Question

Find out the solution of the equation ${{x}^{\left( \dfrac{3}{4} \right){{\left( \log x \right)}^{2}}+\log x-\dfrac{5}{4}}}=\sqrt{2}$. Indicate all the alternatives.
A. at least one real solution
B. exactly three real solutions
C. exactly one irrational solution.
D. complex roots

Answer 1

Hint:To simplify the solution we take logarithm both sides. We get the equation of log x. we get a cubic equation. We solve it using the factorization method. We get values of log x. We get values of x using logarithmic operations to complete the solution.

Complete step-by-step solution:
We first try to minimize the complexity of the equation by solving it.
We apply methods of logarithm in ${{x}^{\left( \dfrac{3}{4} \right){{\left( \log x \right)}^{2}}+\log x-\dfrac{5}{4}}}=\sqrt{2}$.
We take logarithm both sides to get $\log \left( {{x}^{\left( \dfrac{3}{4} \right){{\left( \log x \right)}^{2}}+\log x-\dfrac{5}{4}}} \right)=\log \left( \sqrt{2} \right)$.
We know that $\log \left( {{a}^{b}} \right)=b\log a$ and ${{\log }_{a}}a=1$. So, ${{\log }_{2}}2=1$.
The equation has all logarithm with base 2.
$\begin{align}
  & \left( \left( \dfrac{3}{4} \right){{\left( \log x \right)}^{2}}+\log x-\dfrac{5}{4} \right)\times \log \left( x \right)=\dfrac{1}{2}\log 2 \\
 & \Rightarrow 3{{\left( \log x \right)}^{3}}+4{{\left( \log x \right)}^{2}}-5\log x=2\times 1=2 \\
 & \Rightarrow 3{{\left( \log x \right)}^{3}}+4{{\left( \log x \right)}^{2}}-5\log x-2=0 \\
\end{align}$
We get a cubic equation of log x. We solve it by using vanishing method.
We take value of log x as $\log x=1$.
So, $\log x-1=0$ becomes a root of the equation.
$\begin{align}
  & 3{{\left( \log x \right)}^{3}}+4{{\left( \log x \right)}^{2}}-5\log x-2=0 \\
 & \Rightarrow \left( \log x-1 \right)\left[ 3{{\left( \log x \right)}^{2}}+7\log x+2 \right]=0 \\
\end{align}$
From the solution we get two values of log x.
So, $\log x=1$ and the other roots of log x are
$\begin{align}
  & 3{{\left( \log x \right)}^{2}}+7\log x+2 \\
 & \Rightarrow \log x=\dfrac{-7\pm \sqrt{{{7}^{2}}-4\times 3\times 2}}{2\times 3}=\dfrac{-7\pm 5}{6} \\
 & \Rightarrow \log x=-2,-\dfrac{1}{3} \\
\end{align}$
So, we get 3 possible values od log x as $\log x=-2,-\dfrac{1}{3},1$, all of which are possible in real domain.
Values of x will be $x={{2}^{-2}},{{2}^{-\dfrac{1}{3}}},{{2}^{1}}=\dfrac{1}{4},\dfrac{1}{\sqrt[3]{2}},2$ which we got from the formula of ${{\log }_{a}}b=x\Rightarrow {{a}^{x}}=b$.
So, there are exactly 3 real solutions of x. the correct option is (B).

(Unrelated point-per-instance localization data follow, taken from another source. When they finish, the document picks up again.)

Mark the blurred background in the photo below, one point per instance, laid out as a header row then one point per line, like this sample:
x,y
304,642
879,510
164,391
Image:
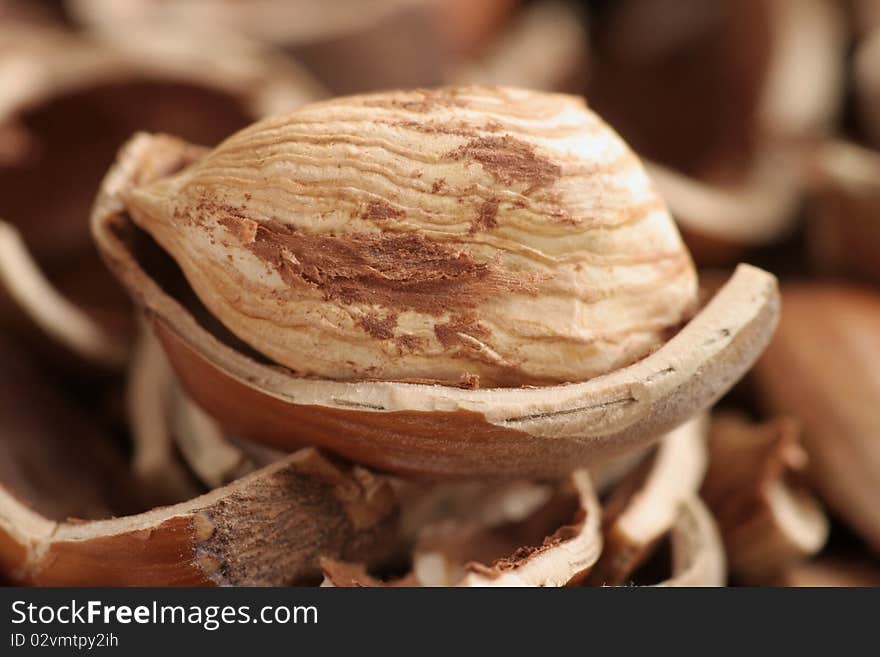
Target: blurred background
x,y
759,121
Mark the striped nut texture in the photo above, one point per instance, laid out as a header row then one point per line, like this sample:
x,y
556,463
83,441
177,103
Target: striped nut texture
x,y
469,235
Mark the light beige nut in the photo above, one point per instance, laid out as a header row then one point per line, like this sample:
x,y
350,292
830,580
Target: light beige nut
x,y
437,235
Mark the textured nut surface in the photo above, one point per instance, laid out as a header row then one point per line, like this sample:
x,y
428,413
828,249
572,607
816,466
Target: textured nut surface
x,y
432,235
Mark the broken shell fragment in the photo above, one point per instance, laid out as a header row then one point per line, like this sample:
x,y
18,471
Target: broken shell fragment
x,y
555,544
422,429
511,239
155,462
697,552
643,508
350,45
67,103
732,175
268,529
833,571
768,518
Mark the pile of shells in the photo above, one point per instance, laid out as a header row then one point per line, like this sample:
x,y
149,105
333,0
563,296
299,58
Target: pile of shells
x,y
375,297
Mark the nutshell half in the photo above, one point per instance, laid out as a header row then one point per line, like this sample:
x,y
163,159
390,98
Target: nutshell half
x,y
361,265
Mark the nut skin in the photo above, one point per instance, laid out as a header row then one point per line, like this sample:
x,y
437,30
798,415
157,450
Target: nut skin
x,y
821,368
453,235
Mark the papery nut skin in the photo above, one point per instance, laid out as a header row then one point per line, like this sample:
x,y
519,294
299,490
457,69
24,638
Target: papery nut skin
x,y
472,235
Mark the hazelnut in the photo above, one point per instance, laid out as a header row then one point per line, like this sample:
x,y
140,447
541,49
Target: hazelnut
x,y
439,235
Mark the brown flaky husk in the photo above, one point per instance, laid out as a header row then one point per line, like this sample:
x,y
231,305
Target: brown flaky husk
x,y
554,544
465,235
844,221
834,570
350,45
772,70
644,507
435,430
768,517
67,103
821,368
867,84
697,554
268,529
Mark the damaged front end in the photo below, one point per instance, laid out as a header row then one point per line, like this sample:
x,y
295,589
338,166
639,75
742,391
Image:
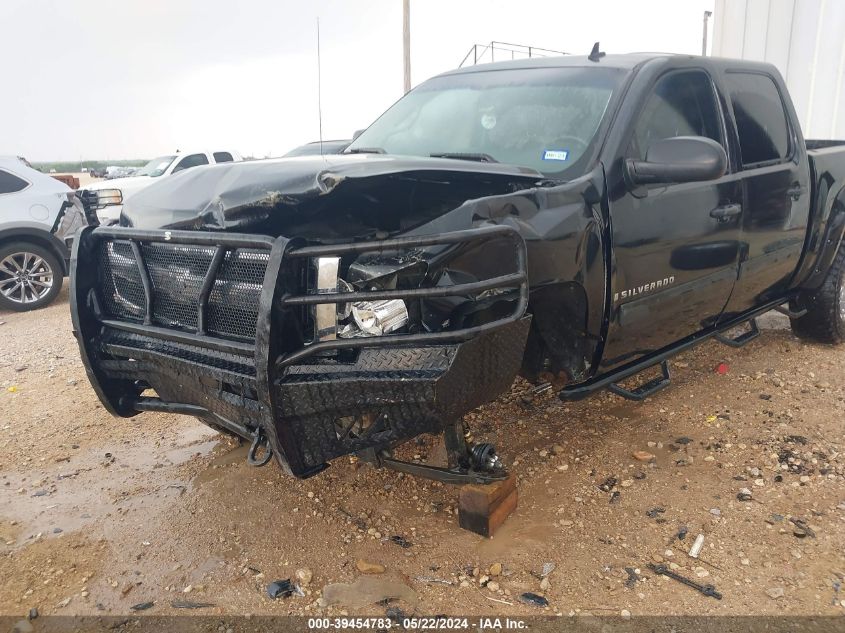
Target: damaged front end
x,y
311,351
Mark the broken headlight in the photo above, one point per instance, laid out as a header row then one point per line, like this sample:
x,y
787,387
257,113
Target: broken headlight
x,y
364,318
375,318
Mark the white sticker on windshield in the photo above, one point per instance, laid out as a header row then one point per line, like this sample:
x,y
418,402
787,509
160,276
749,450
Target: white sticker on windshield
x,y
488,120
556,154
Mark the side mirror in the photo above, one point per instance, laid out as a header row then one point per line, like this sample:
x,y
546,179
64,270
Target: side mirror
x,y
678,159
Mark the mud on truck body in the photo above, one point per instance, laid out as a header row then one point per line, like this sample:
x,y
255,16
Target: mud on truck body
x,y
582,217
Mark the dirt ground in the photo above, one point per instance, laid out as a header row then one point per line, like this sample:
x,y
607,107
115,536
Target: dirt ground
x,y
98,515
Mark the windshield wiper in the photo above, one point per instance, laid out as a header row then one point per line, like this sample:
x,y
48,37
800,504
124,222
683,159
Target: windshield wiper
x,y
365,150
481,158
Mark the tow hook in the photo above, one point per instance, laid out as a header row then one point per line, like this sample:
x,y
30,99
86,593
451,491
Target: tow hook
x,y
259,441
483,457
468,462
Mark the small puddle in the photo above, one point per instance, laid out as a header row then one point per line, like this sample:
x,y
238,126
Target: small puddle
x,y
367,590
92,486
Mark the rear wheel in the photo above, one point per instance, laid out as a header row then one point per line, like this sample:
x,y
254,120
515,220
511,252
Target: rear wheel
x,y
30,276
825,318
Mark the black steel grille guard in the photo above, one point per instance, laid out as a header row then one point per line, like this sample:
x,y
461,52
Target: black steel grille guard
x,y
281,249
121,395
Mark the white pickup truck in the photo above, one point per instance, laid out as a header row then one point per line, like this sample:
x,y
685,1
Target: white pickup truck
x,y
110,194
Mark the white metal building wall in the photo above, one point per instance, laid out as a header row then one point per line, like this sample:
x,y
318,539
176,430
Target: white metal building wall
x,y
805,39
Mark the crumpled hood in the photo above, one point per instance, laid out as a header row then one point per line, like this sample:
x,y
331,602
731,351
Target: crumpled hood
x,y
330,198
128,185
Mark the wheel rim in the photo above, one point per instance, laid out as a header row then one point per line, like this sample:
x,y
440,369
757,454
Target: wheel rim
x,y
25,277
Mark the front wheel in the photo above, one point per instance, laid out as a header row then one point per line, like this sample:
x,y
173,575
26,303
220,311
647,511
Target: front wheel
x,y
825,318
30,276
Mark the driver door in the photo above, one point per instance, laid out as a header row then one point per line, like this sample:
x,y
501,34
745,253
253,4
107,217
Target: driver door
x,y
675,247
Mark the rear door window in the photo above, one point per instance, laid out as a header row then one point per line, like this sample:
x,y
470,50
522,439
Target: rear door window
x,y
9,183
682,104
194,160
760,118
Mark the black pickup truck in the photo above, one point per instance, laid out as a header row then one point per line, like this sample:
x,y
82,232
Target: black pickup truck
x,y
579,217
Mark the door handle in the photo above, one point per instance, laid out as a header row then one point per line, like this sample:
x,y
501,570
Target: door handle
x,y
795,191
725,213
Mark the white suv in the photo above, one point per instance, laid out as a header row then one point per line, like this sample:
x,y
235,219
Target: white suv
x,y
112,193
38,218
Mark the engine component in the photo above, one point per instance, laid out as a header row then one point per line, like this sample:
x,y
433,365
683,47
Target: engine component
x,y
325,314
376,318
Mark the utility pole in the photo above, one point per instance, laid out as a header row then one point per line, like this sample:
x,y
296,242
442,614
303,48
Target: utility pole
x,y
406,42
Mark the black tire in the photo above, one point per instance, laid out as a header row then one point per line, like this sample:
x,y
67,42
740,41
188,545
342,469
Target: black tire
x,y
42,267
825,318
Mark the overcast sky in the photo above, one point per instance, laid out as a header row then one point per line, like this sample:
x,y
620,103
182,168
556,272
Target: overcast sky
x,y
100,79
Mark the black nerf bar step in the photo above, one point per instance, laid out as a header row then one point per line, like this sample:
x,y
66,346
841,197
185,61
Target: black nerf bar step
x,y
787,310
646,389
749,335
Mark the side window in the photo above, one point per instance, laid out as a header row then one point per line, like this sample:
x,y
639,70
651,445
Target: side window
x,y
191,161
682,104
760,118
9,183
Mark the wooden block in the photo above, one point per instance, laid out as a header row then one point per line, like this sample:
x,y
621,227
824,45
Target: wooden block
x,y
483,508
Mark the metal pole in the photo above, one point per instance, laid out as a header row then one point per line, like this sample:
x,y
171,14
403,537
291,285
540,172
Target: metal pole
x,y
406,42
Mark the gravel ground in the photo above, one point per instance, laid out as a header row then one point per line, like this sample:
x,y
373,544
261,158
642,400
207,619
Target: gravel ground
x,y
100,514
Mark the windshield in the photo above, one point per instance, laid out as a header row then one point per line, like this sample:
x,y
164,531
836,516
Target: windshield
x,y
542,118
156,167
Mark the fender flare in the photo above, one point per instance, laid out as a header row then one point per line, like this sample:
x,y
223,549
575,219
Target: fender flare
x,y
830,243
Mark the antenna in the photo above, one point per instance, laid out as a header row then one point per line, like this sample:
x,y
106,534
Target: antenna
x,y
319,89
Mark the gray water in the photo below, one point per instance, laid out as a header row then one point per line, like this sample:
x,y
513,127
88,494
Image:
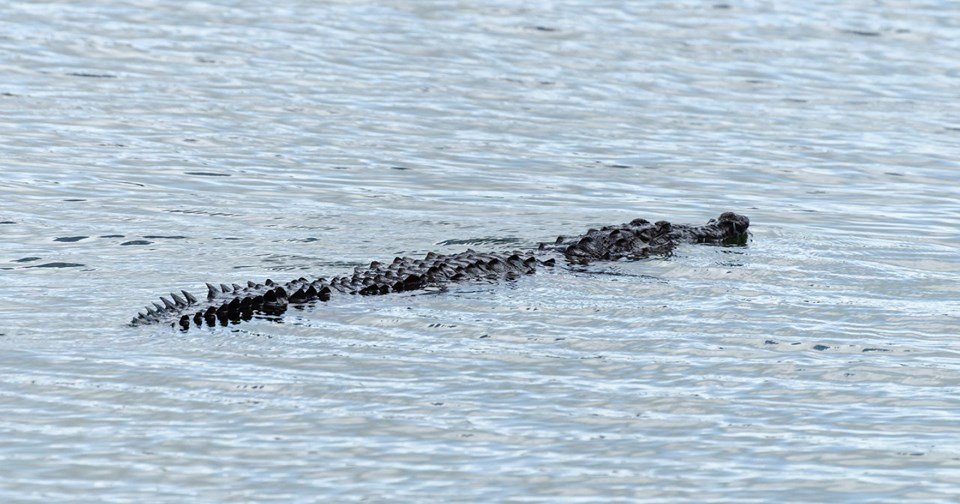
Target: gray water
x,y
150,146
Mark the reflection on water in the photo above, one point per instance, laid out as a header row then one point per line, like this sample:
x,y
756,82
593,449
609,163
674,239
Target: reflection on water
x,y
149,147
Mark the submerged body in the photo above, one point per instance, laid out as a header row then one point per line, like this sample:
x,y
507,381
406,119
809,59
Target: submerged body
x,y
637,239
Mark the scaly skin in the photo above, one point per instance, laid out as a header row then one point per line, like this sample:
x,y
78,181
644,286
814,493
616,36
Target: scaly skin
x,y
635,240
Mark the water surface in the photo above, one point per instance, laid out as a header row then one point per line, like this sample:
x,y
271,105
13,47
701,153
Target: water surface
x,y
148,147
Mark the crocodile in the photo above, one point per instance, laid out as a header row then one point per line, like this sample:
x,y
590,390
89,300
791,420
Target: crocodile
x,y
637,239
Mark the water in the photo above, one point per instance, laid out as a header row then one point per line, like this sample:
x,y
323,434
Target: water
x,y
152,146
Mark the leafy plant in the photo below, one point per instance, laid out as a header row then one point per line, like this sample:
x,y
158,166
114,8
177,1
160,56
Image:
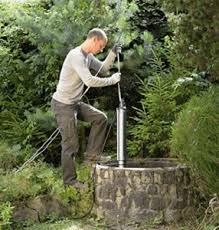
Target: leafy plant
x,y
6,211
195,139
11,156
157,111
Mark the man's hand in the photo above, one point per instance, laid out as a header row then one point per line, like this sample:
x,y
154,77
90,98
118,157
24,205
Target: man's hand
x,y
116,77
117,48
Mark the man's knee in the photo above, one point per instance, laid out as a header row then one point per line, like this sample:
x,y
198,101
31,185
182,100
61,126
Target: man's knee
x,y
102,118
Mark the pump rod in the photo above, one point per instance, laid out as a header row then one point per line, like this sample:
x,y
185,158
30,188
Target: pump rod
x,y
119,89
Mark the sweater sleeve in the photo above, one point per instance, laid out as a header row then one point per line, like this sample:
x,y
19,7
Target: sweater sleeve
x,y
83,72
107,63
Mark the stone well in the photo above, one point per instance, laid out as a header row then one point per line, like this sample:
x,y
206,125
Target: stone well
x,y
156,188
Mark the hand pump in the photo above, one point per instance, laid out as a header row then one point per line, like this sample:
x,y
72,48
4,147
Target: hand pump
x,y
121,126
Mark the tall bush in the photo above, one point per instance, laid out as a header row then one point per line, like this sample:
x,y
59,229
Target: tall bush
x,y
195,27
195,139
151,133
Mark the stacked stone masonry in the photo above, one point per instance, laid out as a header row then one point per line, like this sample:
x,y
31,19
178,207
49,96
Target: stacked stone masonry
x,y
141,194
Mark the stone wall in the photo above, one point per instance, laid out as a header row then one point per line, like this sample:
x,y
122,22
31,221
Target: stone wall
x,y
140,194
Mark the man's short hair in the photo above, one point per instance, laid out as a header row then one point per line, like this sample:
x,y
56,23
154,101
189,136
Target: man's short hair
x,y
98,33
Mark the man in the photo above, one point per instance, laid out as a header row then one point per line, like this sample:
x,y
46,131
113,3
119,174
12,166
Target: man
x,y
67,104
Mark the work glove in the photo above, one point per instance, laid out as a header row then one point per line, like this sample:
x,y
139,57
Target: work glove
x,y
116,78
117,48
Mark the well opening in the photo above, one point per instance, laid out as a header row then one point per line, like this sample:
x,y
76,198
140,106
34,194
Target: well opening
x,y
139,191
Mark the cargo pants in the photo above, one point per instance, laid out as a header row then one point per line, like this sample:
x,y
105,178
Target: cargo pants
x,y
66,117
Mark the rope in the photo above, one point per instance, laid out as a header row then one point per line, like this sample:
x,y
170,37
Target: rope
x,y
40,150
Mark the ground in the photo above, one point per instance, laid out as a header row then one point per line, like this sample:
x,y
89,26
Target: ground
x,y
91,224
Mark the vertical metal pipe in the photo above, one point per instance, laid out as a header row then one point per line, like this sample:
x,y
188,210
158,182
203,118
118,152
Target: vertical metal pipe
x,y
121,134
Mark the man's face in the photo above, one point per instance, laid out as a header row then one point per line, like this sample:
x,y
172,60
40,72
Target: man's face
x,y
98,45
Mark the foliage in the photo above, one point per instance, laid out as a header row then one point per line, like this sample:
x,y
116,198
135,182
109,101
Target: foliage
x,y
10,157
194,25
195,139
5,214
152,130
40,179
153,127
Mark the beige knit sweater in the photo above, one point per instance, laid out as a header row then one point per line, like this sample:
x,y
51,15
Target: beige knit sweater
x,y
75,73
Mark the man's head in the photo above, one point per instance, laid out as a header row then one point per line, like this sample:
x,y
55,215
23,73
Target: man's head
x,y
96,41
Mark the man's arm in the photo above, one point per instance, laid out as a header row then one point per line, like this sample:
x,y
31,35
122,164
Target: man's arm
x,y
86,76
107,63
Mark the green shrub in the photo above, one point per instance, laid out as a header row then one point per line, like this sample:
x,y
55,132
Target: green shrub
x,y
10,157
40,179
195,139
6,211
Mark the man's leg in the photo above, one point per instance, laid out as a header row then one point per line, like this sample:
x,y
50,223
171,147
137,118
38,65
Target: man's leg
x,y
99,125
66,119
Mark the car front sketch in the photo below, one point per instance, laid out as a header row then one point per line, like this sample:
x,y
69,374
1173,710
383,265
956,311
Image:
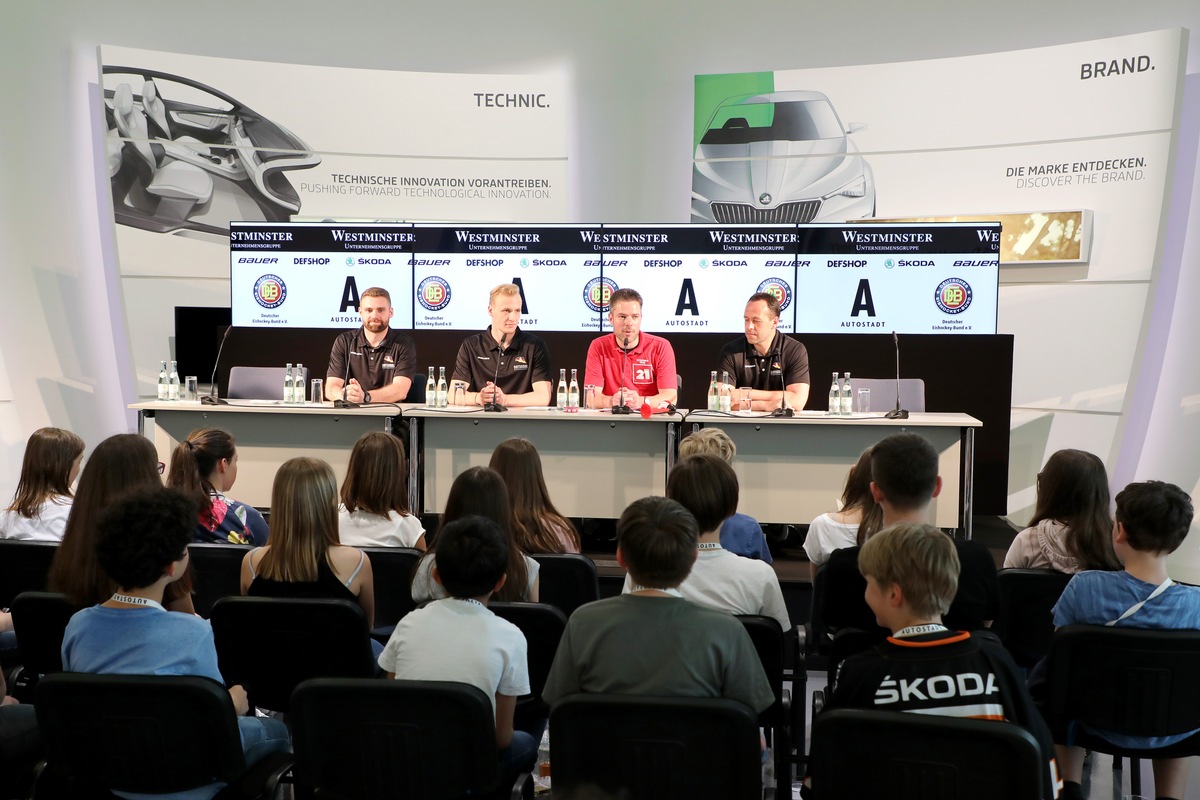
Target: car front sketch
x,y
183,156
779,157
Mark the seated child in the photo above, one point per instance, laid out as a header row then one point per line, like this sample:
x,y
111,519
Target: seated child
x,y
912,572
459,639
652,641
1152,519
142,545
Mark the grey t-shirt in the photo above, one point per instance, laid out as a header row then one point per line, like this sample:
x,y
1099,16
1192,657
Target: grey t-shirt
x,y
664,647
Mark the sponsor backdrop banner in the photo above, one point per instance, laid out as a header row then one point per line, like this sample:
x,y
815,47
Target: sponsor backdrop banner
x,y
931,278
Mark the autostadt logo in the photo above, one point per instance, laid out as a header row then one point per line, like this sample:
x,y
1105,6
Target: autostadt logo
x,y
597,293
433,293
780,288
270,292
953,295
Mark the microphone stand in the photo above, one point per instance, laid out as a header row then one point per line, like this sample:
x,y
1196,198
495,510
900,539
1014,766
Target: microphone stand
x,y
211,397
783,411
624,356
493,405
898,413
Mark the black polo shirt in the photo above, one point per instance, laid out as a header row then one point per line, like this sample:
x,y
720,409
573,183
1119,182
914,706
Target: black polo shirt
x,y
785,364
525,361
373,367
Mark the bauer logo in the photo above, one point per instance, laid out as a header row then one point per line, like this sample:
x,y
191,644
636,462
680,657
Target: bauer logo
x,y
597,293
953,295
270,292
433,293
779,288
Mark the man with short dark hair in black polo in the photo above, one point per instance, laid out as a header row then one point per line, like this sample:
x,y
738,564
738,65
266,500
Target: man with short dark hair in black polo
x,y
378,360
769,362
520,368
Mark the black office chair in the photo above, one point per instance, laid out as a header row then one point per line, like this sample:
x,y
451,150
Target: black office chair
x,y
657,747
40,619
783,719
543,626
23,567
393,569
1026,618
858,753
127,733
1127,680
567,581
270,645
402,739
216,573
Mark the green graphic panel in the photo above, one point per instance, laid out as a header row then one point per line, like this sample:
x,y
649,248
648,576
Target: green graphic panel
x,y
712,90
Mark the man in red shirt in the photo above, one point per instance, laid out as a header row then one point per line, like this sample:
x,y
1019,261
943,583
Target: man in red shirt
x,y
630,367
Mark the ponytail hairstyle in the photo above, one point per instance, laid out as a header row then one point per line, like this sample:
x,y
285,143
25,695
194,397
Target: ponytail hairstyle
x,y
51,455
196,458
377,476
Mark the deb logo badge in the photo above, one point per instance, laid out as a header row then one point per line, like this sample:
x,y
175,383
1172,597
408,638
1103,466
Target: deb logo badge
x,y
433,293
597,293
780,288
270,292
953,295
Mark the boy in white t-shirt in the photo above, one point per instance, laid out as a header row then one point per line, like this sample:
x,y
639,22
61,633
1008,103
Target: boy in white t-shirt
x,y
459,639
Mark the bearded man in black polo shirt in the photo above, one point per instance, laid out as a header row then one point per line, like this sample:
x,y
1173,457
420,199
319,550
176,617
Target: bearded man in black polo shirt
x,y
769,362
379,361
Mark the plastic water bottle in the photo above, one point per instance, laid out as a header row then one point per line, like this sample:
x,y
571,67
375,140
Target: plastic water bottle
x,y
443,401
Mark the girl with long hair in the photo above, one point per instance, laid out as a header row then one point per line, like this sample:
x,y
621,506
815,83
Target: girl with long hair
x,y
42,503
375,495
537,524
305,558
1072,525
118,464
480,491
205,465
856,521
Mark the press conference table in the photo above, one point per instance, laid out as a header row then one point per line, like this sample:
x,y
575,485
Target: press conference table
x,y
595,463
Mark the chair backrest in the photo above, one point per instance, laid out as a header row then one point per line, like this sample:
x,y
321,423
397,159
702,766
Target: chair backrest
x,y
40,619
216,573
657,747
393,569
139,733
23,567
859,753
567,581
1129,680
1026,618
259,383
883,392
393,739
270,645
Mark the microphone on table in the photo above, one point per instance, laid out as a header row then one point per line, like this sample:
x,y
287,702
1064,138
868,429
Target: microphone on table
x,y
493,405
211,397
621,408
898,413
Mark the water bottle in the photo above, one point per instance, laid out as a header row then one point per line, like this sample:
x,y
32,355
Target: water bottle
x,y
573,390
443,401
162,382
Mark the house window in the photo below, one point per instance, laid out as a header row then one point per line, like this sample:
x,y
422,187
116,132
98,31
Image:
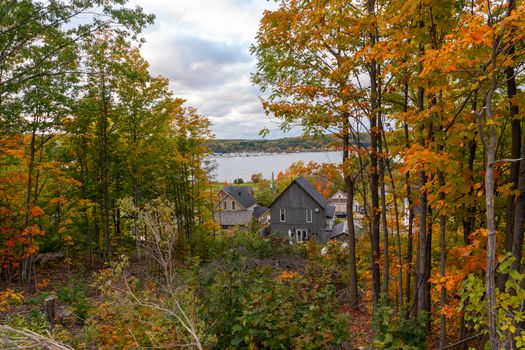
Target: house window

Note: We can also use graph to solve the problem. But that will become more advanced level solving. We use the power of x in the equation and put it in the graph. We get the maximum and minimum values to find out its range. Then we equate with the right-hand side value to find the intersecting points.